Heal thyself

Eleftherios Petrounias performs an iron cross during his gold medal routine at the 2016 Olympics

When I woke up I was in Nurse Carothers’s bed staring up at the water stains on the ceiling panels of her trailer.  I don’t think I’ve been in a mobile home before that had panels like that.  My head already almost touches the ceiling, why would you give up more space for panels?   

I must have crawled in there at some point.  I don’t think NC could drag me in there, physically or without waking me up.  I hope I asked her if that was okay first.  I would hate to think I got in someone’s bed without permission.  Very rude that would be.   

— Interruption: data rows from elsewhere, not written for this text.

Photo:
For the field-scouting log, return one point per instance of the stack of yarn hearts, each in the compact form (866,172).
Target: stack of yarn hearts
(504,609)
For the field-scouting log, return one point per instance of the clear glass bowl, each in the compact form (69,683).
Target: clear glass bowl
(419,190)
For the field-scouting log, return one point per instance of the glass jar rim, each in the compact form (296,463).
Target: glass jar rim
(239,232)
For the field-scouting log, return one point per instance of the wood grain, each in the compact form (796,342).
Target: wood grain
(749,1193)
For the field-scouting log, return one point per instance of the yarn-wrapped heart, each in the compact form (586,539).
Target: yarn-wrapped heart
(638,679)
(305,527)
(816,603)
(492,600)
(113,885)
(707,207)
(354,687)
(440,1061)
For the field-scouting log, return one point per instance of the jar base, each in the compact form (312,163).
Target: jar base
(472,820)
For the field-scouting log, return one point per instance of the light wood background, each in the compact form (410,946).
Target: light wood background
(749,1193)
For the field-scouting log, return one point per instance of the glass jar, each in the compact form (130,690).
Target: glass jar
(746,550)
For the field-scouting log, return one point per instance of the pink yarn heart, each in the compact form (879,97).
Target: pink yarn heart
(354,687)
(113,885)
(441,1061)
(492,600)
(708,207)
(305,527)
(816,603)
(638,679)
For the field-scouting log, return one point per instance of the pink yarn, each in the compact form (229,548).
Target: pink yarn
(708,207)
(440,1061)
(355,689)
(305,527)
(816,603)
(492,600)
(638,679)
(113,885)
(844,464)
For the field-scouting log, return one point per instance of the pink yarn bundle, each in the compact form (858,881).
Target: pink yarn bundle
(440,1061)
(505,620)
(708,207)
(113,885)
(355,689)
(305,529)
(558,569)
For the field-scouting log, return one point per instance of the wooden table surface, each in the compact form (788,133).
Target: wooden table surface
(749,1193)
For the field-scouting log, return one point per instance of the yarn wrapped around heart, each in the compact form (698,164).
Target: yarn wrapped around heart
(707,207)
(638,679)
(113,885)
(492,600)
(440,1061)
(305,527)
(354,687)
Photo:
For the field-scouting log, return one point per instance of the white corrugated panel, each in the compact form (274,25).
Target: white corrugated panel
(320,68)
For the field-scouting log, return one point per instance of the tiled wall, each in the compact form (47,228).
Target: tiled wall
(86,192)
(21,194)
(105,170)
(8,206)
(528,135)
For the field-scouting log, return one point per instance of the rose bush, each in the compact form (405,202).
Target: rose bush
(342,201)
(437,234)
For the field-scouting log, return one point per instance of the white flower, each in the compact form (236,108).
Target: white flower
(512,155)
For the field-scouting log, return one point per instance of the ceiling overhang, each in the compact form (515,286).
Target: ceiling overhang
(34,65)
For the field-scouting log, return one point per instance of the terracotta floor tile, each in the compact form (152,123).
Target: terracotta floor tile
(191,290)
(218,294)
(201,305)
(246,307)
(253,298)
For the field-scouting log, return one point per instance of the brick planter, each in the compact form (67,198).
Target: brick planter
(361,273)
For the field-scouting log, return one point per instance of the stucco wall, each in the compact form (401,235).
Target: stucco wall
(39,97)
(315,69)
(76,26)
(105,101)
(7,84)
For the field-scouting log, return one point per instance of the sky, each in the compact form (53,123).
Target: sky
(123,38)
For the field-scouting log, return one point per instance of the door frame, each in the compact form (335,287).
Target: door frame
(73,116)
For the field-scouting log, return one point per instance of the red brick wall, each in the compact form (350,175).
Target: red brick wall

The entire area between my hips up to my bellybutton feels like it’s being squeezed by a giant hand that is determined to get all the juice out of me.  I tried to gather my magic for another round of healing but I couldn’t.  It kept slipping away.   

I thought that the pain might be breaking my concentration so I tried 42561’s pain editing spell next but I couldn’t manage that either.  I guess all I’m capable of is setting towels on fire.  I felt pathetic.  I also felt gross so I levered myself up and did a stiff “don’t move your hips” stagger-walk to the shower and hosed myself off as best I could.   

When I hauled myself out with my arms over the tub lip like a gymnast doing that cross thing on the rings I realized that the entirety of my wardrobe consisted of jeans three sizes too big and an American Momma graphic T ($1.50 on clearance) stiff with blood from the tits down.   

I really need to get my car.   

Wrapped in a towel I spider-armed myself out into the living room/kitchen and saw that NC left me a note saying there was more flavorless meat soup in the coral pink fridge.  Along with that was an invitation to take what I needed from a bottle of Percocet on top of the note.  The bottle said it was prescribed to Tim Richardson.   

I declined her kind offer of stolen opioids and called 42561.  After a stupid comedy routine of her saying that if I was shot I needed to go to a hospital and me explaining to her that I had already been to the hospital she tried to help guide me through her method of magical healing.   

Royale taught me a healing spell that all things considered is fucking miraculous.  Stella (RIP) taught me one that was ever better than that.  But the one 42561 taught me is best.  I know that I can’t do it half as well as she can.  I bet that she could heal herself from any injury that isn’t quickly fatal.  She’s like that werewolf superhero Hugh Jackman.   

She did try her best to walk me through it but it was no good.  Maybe because we were on the phone, I’ve never had that work well.  Maybe because I was too fucked up to do it anyway.  Maybe just because her method is so different from mine.  Sometimes it doesn’t even seem like she’s casting a spell, she just pulls the energy into her body and uses it as fuel.  I don’t get it.   

We were both getting frustrated which is the last thing you need when you’re trying to work magic.   

I felt like shit for doing it but I asked if she could come try and help me in person.  She was quiet for a while, I thought because she was pissed at me but instead she said “You never ask me for help” which confused me because I ask her for help all the time.  “Not like this” she said.